The following day, I woke up at four in the morning, ready for my Hungarian “szandwics,” which is the omnipresent snack and breakfast in my dear Eastern-European land.  However, my unfortunate trip to the bread drawer left me writhing in disgust at the floppy American paradox called “low carb bread,” which would not be worthy of kissing my boots if it had a mouth, let alone the privelage  of making the trip down my digestive track. 

But man invented the internet!  And someone had posted a recipe for Hungarian country white bread.  So I grabbed what yeast was left in my house, yanked a bag of flour from my pantry, and set to work, kneading dough like my life depended on it.  Around eight thirty, my beautiful oval loaf, about a kilogram in weight, emerged from the oven, brown and crisp.  When it was cool, I sliced it into the massive slabs to which I had become so accustomed.  The szandwics was perfect.  But unfortunately, I had no bacon for an afternoon snack. 

“Bacon?” my mother replied in inquiry.  She said that she could find some at the grocery store. 

No.  She could not.  Not my Hungarian bacon.

I called my butcher, who prompted me to visit the owner of a deli about a half hour from my house.  Did he have the smoked pork fat that I knew, loved, and missed terribly?  Even he, a Polish-Hungarian purveyor strange, cured meats, did not.  I have not found my so-called bacon yet.  I don’t know what I will do to find it, short of hiring a professional team, but sometimes life calls for these drastic measures. 

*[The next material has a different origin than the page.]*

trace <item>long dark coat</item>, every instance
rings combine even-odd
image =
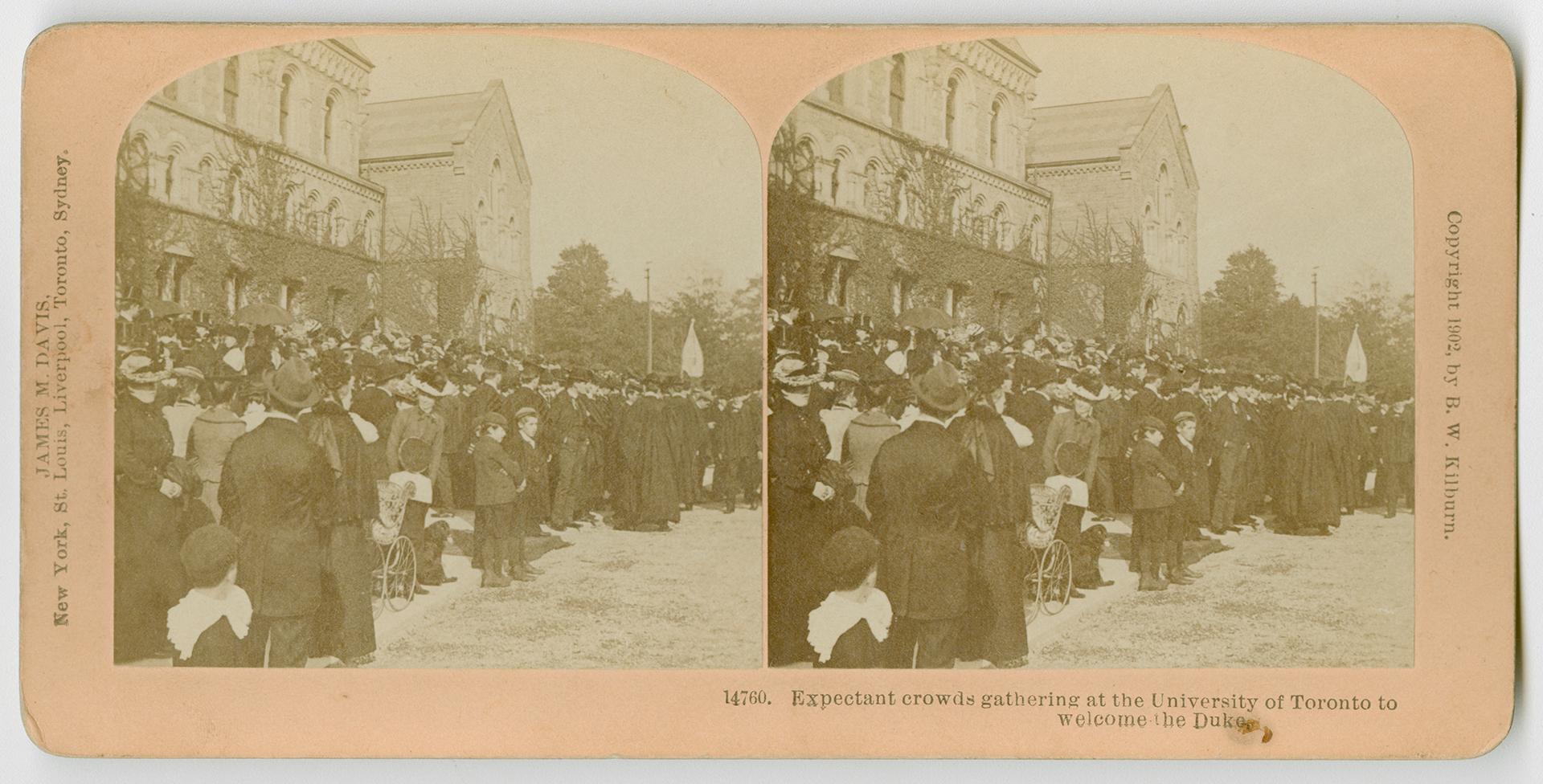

As for my pariah status earned by exhibiting strange diet habits, I have not redeemed myself yet.  Upon entering my friend’s recent party, I emptied the contents of my bag, in which I had brought some snacks.  Okay, they were typical of Hungary, but that is what I was used to.  The strange stares I received when I pulled out a half loaf of my bread, tomatoes, peppers, fatty bacon, and sausage were both foreign and priceless. 

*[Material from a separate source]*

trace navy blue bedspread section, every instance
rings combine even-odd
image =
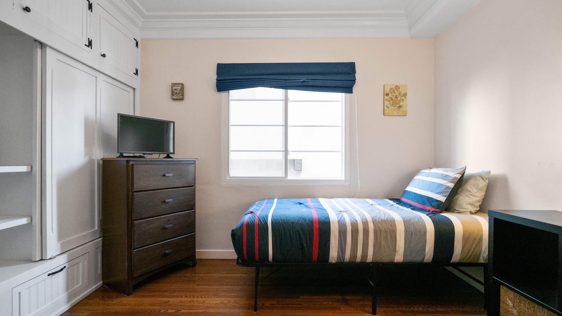
[[[486,262],[487,229],[398,199],[279,198],[253,204],[231,237],[248,262]]]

In America, they point the finger at the food one eats to explain the person’s size.  Not the amount.  Therefore, if a rotund teenager eats a foot long Subway sandwich instead of a small piece of bread with butter, fat, tomatoes, and peppers, he or she made the right choice!  Even if it is twice as many calories…

I know that my friends wanted to sink their teeth into that glorious looking sandwich.  The American culture said no.  Fortunately for me, I had no problem consuming the delicious, openfaced palate of small-scale sin.  But hey, why not?